Many things can be said about the economy these days. But, more often than not those things are overly complicated and obscure what could have been a much simpler explanation. Today, I want to use just 3 charts to explain that the economy is in a fairly stable recovery but still has a ways to go.

Housing: Talk of economic health often revolves around jobs, and they are no doubt important. But this recession is special because of housing. Americans had a lot of wealth tied up in their houses and lost a lot as a result. So far housing has been the big missing factor in this recovery. With a turnaround in housing comes a turnaround in consumers. Buyers on the fence are more likely to make purchases. Homeowners with bad mortgages are more able to refinance. And a construction industry that was hit hard will stir up again. Housing prices are one of the best barometers for the industry and they’re finally trending up.

Unemployment Rate: Of course this is the most important economic statistic out there. It gets the most attention for good reason. The unemployment rate is shown here in red with another measure of unemployment called U6. U6 adds in folks that most would consider “underemployed”, that is they’re working but not as much as they want. It’s a truer measure of unemployment but all that really matters is the trend and it moves in lockstep with the traditional figure. The trend has been great lately. This is a positive on how consumers feel about the economy as well since this is a number even the public is aware of. There’s no reason to think the trend will change either. The fiscal cliff could change the slope of the line but as I’ve said before it’s not something that concerns me long term.

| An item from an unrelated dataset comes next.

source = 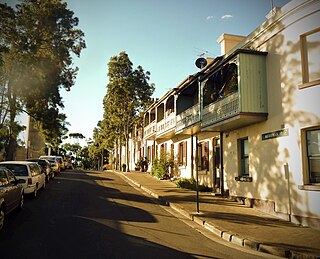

Employment to Population: This is a ratio that fewer of you may be familiar with but it paints a slightly different picture of employment. As you can see the figure has been roughly flat for most of the recovery. That’s because it takes the total number of people employed (of working age) and dividing it by the total population (of working age). So while the unemployment rate may be improving, the pace of population growth shows the gross percentage of people out of work remains mostly the same. That’s because the unemployment unemployment rates don’t include people that just aren’t looking at all. If we want our economy operating at its full potential then this number needs to improve.